McIlroy has played only four and a half rounds in 2013, missing the cut in Abu Dhabi in his first tournament with new equipment, losing in the first round of the Accenture Match Play and then infamously quitting the defence of his Honda Classic title last week midway through the second round.
The world number one is an approximate 17 over par for the 80 holes he has completed this season and is currently scheduled to play just two more events before the first major of the year at Augusta National from April 11-14.
Health permitting he is at least guaranteed four rounds of golf this week at the WGC-Cadillac Championship as there is no halfway cut, but the same guarantee is not on offer at the Houston Open, his other scheduled event.
Asked if he would play another tournament, McIlroy said: “I haven’t planned on it yet.

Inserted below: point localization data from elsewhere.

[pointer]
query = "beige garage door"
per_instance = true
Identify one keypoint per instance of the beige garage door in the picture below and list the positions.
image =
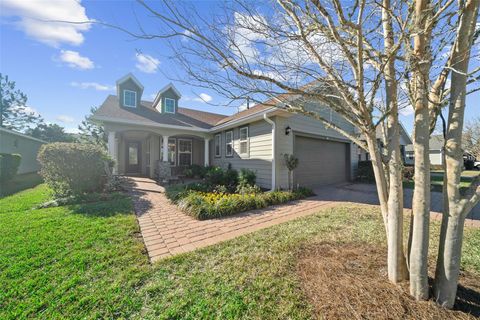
(321, 162)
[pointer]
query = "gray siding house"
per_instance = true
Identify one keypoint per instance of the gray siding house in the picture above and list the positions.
(142, 134)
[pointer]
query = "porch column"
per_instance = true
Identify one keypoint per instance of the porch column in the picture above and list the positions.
(206, 152)
(165, 149)
(112, 150)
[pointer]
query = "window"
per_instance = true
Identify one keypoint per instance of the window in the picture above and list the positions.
(129, 98)
(217, 146)
(172, 154)
(244, 140)
(229, 143)
(169, 105)
(184, 152)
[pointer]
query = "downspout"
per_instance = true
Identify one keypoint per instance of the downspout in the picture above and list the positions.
(274, 173)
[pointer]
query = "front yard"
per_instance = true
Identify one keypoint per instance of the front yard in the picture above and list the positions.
(88, 261)
(436, 178)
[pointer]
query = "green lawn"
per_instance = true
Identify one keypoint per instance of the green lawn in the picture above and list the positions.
(87, 261)
(436, 179)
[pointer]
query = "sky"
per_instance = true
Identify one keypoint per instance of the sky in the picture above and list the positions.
(67, 69)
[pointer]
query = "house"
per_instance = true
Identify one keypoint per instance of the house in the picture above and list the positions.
(26, 146)
(379, 133)
(145, 135)
(436, 143)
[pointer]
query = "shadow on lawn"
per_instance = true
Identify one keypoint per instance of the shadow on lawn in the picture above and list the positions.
(468, 299)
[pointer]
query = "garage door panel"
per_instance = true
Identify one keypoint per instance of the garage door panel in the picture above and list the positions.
(321, 162)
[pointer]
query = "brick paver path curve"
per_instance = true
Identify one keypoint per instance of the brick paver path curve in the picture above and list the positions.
(167, 231)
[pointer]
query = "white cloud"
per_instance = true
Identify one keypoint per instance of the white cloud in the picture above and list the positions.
(75, 60)
(406, 111)
(64, 118)
(146, 63)
(73, 130)
(92, 85)
(38, 18)
(203, 97)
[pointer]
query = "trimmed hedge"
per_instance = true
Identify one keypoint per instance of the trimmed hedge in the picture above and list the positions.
(9, 164)
(208, 205)
(73, 168)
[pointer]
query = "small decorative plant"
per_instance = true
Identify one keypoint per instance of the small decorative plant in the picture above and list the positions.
(291, 162)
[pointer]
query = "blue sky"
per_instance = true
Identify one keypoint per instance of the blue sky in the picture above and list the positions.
(66, 71)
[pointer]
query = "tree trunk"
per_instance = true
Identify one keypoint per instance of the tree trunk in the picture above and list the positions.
(421, 62)
(397, 266)
(420, 206)
(451, 238)
(380, 178)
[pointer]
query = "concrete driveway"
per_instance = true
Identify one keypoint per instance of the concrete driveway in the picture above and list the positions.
(367, 193)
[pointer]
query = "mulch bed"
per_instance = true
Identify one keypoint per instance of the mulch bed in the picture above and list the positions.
(349, 281)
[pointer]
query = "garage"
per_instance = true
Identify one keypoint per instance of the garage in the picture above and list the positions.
(321, 162)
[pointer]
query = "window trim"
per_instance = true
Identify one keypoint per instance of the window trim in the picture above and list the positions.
(240, 141)
(124, 98)
(227, 143)
(166, 111)
(219, 145)
(191, 150)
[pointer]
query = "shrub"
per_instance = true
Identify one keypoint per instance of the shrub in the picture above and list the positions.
(243, 189)
(207, 205)
(246, 178)
(214, 175)
(365, 171)
(73, 168)
(9, 164)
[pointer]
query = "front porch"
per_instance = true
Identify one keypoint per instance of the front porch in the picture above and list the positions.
(138, 152)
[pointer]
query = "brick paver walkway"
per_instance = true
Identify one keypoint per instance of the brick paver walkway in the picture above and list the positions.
(167, 231)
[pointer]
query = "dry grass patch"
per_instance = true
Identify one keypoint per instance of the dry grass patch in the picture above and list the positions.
(349, 281)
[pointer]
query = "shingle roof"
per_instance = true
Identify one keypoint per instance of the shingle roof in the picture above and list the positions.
(147, 115)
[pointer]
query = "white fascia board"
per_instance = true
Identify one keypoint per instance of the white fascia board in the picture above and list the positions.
(169, 86)
(253, 117)
(154, 125)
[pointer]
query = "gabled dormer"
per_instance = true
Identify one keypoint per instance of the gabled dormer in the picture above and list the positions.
(166, 100)
(129, 91)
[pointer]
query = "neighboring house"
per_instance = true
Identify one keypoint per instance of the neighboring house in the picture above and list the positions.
(16, 142)
(436, 151)
(404, 142)
(142, 135)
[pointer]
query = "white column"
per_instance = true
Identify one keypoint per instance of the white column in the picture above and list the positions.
(112, 149)
(206, 152)
(165, 149)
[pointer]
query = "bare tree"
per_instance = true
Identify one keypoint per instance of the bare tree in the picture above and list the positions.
(471, 137)
(353, 58)
(456, 208)
(305, 57)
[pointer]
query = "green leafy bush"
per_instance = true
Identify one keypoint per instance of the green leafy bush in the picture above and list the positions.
(244, 189)
(208, 205)
(246, 178)
(9, 164)
(408, 173)
(365, 171)
(73, 168)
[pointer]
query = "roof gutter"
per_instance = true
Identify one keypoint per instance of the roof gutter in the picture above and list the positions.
(267, 119)
(244, 119)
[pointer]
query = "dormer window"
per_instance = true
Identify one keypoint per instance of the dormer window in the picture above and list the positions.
(169, 105)
(129, 98)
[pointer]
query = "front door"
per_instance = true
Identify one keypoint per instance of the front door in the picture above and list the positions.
(133, 157)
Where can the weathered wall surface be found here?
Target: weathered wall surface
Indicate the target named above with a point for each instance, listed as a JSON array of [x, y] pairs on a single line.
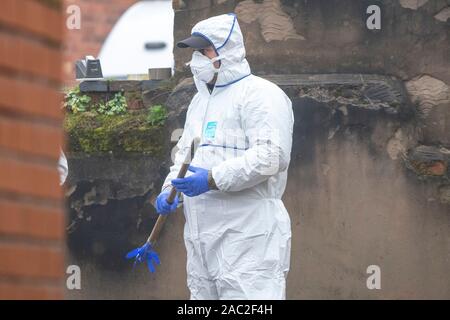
[[369, 175], [31, 201]]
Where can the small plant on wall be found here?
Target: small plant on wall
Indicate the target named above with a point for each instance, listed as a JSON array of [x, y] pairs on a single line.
[[116, 106], [75, 101], [157, 115]]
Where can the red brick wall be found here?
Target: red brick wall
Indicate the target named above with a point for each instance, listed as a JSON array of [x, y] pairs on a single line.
[[98, 17], [31, 200]]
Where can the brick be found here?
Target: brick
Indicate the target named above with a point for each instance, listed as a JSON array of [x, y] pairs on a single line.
[[31, 16], [30, 57], [30, 98], [17, 219], [30, 179], [26, 137], [10, 291], [31, 261]]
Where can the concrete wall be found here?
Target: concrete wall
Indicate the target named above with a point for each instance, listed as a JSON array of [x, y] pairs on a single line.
[[369, 175]]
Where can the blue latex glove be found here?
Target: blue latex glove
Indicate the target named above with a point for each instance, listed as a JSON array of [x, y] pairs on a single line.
[[144, 253], [194, 184], [162, 206]]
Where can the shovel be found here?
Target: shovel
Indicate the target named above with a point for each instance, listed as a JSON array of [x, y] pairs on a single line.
[[146, 252]]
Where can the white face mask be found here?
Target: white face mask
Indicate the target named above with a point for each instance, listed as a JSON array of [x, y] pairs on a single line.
[[202, 67]]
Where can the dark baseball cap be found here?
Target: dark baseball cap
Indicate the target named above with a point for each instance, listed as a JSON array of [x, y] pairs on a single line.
[[194, 41]]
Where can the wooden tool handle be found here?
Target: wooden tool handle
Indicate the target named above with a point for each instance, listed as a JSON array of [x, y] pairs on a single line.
[[173, 192]]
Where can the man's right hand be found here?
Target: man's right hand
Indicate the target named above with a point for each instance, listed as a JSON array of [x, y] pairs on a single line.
[[162, 206]]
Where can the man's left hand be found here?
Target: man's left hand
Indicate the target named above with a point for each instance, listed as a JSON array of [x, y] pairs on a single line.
[[193, 185]]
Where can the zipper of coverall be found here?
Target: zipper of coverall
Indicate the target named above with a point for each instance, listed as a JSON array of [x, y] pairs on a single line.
[[206, 112], [201, 140]]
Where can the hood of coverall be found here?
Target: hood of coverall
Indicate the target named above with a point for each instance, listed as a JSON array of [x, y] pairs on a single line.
[[225, 34]]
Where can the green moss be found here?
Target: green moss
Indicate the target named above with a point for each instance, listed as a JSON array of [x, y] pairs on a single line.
[[130, 133]]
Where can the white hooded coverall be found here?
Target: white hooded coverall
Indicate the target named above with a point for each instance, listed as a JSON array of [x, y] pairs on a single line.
[[238, 238]]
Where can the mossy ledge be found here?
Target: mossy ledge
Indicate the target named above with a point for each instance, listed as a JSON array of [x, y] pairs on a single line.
[[91, 133]]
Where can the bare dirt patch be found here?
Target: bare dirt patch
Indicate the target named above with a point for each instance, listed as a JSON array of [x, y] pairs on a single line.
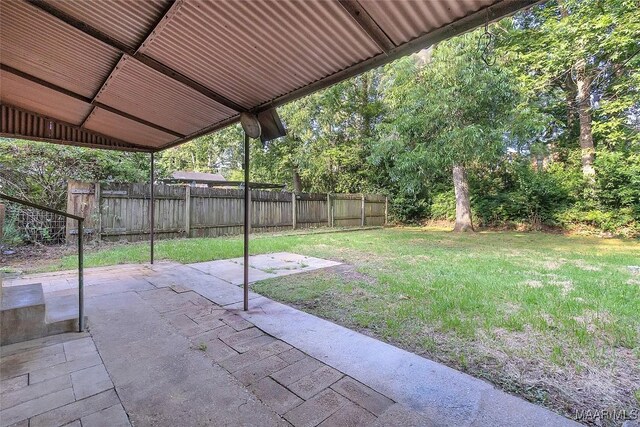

I was waiting to see how I was going to do this week and then make a decision.
“If I want to play Tampa next week I have to enter by Friday and then there is Bay Hill after that, but right now I haven’t made a decision.
“I feel like I have made some progress over the last few days so the likelihood is that I probably won’t add an event, but it all depends on how I feel with my game and how I feel out there on the course.”
Much had been made about McIlroy’s poor form with his new equipment even before he walked off PGA National last Friday, when he initially said he was in a “bad place mentally” before citing wisdom tooth pain for his withdrawal.
But the 23-year-old insists his swing is now the only issue, although he admits he did wonder whether the club or balls were to blame at first.
“At the start yes, but now I know it’s purely the swing,” added McIlroy, who will play alongside Tiger Woods and Luke Donald for the first two days at Doral after the world’s top 25 were grouped together.
“The equipment is fantastic, I have no problems at all and when I make a good swing the ball goes where I want on the flight I want it to, it’s just getting my swing on the right path.”
England’s Justin Rose is the defending champion on the famed Blue Monster course, with the tournament having a prize fund of USD8.75million and USD1.5million to the winner.